Book Synopsis Material Evidence by : Robert Chapman
Download or read book Material Evidence written by Robert Chapman and published by Routledge. This book was released on 2014-12-05 with total page 413 pages. Available in PDF, EPUB and Kindle. Book excerpt: How do archaeologists make effective use of physical traces and material culture as repositories of evidence? Material Evidence takes a resolutely case-based approach to this question, exploring instances of exemplary practice, key challenges, instructive failures, and innovative developments in the use of archaeological data as evidence. The goal is to bring to the surface the wisdom of practice, teasing out norms of archaeological reasoning from evidence. Archaeologists make compelling use of an enormously diverse range of material evidence, from garbage dumps to monuments, from finely crafted artifacts rich with cultural significance to the detritus of everyday life and the inadvertent transformation of landscapes over the long term. Each contributor to Material Evidence identifies a particular type of evidence with which they grapple and considers, with reference to concrete examples, how archaeologists construct evidential claims, critically assess them, and bring them to bear on pivotal questions about the cultural past. Historians, cultural anthropologists, philosophers, and science studies scholars are increasingly interested in working with material things as objects of inquiry and as evidence – and they acknowledge on all sides just how challenging this is. One of the central messages of the book is that close analysis of archaeological best practice can yield constructive guidelines for practice that have much to offer archaeologists and those in related fields.

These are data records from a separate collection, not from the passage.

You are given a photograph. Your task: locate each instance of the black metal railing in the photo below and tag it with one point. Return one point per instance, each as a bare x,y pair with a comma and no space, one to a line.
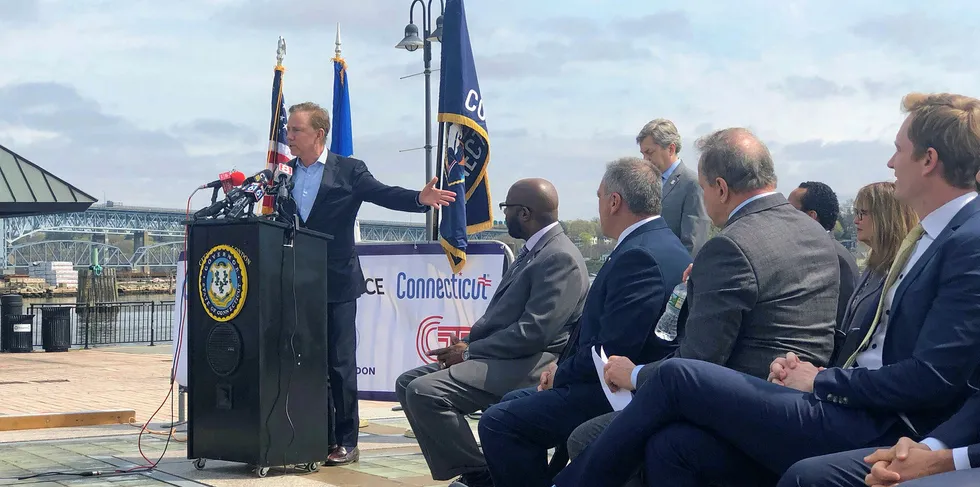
109,323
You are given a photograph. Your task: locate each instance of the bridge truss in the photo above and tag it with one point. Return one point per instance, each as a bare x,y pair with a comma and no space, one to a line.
159,223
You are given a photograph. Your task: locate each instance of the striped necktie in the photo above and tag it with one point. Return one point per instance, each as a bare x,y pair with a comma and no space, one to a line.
904,253
522,253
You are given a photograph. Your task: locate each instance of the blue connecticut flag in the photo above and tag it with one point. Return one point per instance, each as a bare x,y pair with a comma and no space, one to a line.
342,138
467,144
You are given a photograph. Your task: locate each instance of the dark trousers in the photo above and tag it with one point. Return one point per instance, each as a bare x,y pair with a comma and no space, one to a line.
342,372
720,424
517,432
847,469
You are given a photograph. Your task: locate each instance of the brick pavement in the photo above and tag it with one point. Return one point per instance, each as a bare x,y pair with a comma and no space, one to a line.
137,378
86,380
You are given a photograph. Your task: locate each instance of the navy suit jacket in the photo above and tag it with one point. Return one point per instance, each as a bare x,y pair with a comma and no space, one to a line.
963,429
625,302
345,184
932,346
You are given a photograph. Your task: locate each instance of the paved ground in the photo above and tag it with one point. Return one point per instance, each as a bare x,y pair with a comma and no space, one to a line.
136,378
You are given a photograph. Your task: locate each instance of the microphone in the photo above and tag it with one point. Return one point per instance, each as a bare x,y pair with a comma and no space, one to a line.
263,176
250,194
226,181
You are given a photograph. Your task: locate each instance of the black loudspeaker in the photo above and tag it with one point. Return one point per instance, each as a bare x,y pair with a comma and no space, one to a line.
257,344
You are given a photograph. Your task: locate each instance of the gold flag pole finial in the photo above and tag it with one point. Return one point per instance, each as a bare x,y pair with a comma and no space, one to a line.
337,42
281,51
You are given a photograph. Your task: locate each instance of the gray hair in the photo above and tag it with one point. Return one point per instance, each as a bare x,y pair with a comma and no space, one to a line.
663,132
737,156
637,182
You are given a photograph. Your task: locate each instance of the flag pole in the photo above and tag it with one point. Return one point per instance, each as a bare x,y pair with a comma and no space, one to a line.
441,174
337,43
267,202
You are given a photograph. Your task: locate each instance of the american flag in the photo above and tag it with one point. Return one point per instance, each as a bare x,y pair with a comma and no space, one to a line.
278,147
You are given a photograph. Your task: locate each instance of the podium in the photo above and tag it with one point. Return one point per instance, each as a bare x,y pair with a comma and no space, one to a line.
257,344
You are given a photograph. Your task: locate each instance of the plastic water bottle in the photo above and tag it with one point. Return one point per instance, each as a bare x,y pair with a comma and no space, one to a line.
667,326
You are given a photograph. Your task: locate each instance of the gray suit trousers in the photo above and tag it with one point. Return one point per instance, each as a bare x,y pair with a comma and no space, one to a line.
436,406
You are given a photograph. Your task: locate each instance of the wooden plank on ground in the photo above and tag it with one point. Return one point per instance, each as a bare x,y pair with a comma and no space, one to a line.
64,420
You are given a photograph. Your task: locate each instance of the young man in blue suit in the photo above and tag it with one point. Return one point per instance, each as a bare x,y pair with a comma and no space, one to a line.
695,423
622,308
948,457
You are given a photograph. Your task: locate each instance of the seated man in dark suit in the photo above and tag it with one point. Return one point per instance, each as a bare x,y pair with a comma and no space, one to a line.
930,460
523,330
696,423
948,457
820,202
752,296
623,305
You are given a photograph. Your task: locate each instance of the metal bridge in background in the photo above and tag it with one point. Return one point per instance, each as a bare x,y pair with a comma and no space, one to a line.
164,225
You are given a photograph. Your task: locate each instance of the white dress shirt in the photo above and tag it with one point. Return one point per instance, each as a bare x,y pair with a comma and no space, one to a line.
534,239
633,227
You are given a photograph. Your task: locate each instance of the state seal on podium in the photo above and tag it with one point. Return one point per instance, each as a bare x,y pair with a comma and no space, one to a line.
223,282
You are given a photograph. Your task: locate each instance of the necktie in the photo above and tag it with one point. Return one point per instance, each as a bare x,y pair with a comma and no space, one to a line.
522,253
904,252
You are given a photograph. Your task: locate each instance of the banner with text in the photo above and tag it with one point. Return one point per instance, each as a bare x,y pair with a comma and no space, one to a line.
413,305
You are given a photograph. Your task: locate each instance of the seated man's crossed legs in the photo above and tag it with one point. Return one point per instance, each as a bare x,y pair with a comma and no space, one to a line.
436,406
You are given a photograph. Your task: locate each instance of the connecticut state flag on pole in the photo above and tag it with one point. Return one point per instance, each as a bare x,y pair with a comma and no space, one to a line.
278,147
467,144
342,138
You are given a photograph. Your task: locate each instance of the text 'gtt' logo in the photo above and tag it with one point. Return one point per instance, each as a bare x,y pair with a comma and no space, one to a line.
433,335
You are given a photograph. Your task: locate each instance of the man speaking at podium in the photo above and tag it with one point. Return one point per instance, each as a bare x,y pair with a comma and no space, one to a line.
328,191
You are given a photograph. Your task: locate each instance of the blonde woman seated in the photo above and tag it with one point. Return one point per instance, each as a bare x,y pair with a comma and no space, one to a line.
882,223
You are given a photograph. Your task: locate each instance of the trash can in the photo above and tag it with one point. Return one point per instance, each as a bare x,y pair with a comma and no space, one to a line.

Book Synopsis Engendering Aphrodite by : Diane Bolger
Download or read book Engendering Aphrodite written by Diane Bolger and published by American Society of Overseas Research. This book was released on 2002 with total page 488 pages. Available in PDF, EPUB and Kindle. Book excerpt: This is a collection of papers which focus on issues of gender and society in ancient Cyprus from the Neolithic to Roman periods.
Book Synopsis National Capital Area Archeological Overview and Survey Plan by : Barbara J. Little
Download or read book National Capital Area Archeological Overview and Survey Plan written by Barbara J. Little and published by . This book was released on 1995 with total page 416 pages. Available in PDF, EPUB and Kindle. Book excerpt:
Book Synopsis Equity Issues for Women in Archeology by : Margaret Cecile Nelson
Download or read book Equity Issues for Women in Archeology written by Margaret Cecile Nelson and published by . This book was released on 1994 with total page 260 pages. Available in PDF, EPUB and Kindle. Book excerpt:
Book Synopsis A Gendered Past by : Elisabeth A. Bacus
Download or read book A Gendered Past written by Elisabeth A. Bacus and published by U OF M MUSEUM ANTHRO ARCHAEOLOGY. This book was released on 1993-01-01 with total page 193 pages. Available in PDF, EPUB and Kindle. Book excerpt: This annotated bibliography reviews contributions from a wide variety of theoretical orientations, many from geographical or temporal contexts.
Book Synopsis Foragers of the Terminal Pleistocene in North America by : Renee Beauchamp Walker
Download or read book Foragers of the Terminal Pleistocene in North America written by Renee Beauchamp Walker and published by U of Nebraska Press. This book was released on 2007-01-01 with total page 345 pages. Available in PDF, EPUB and Kindle. Book excerpt: These essays cast new light on Paleoindians, the first settlers of North America. Recent research strongly suggests that big-game hunting was but one of the subsistence strategies the first humans in the New World employed and that they also relied on foraging and fishing.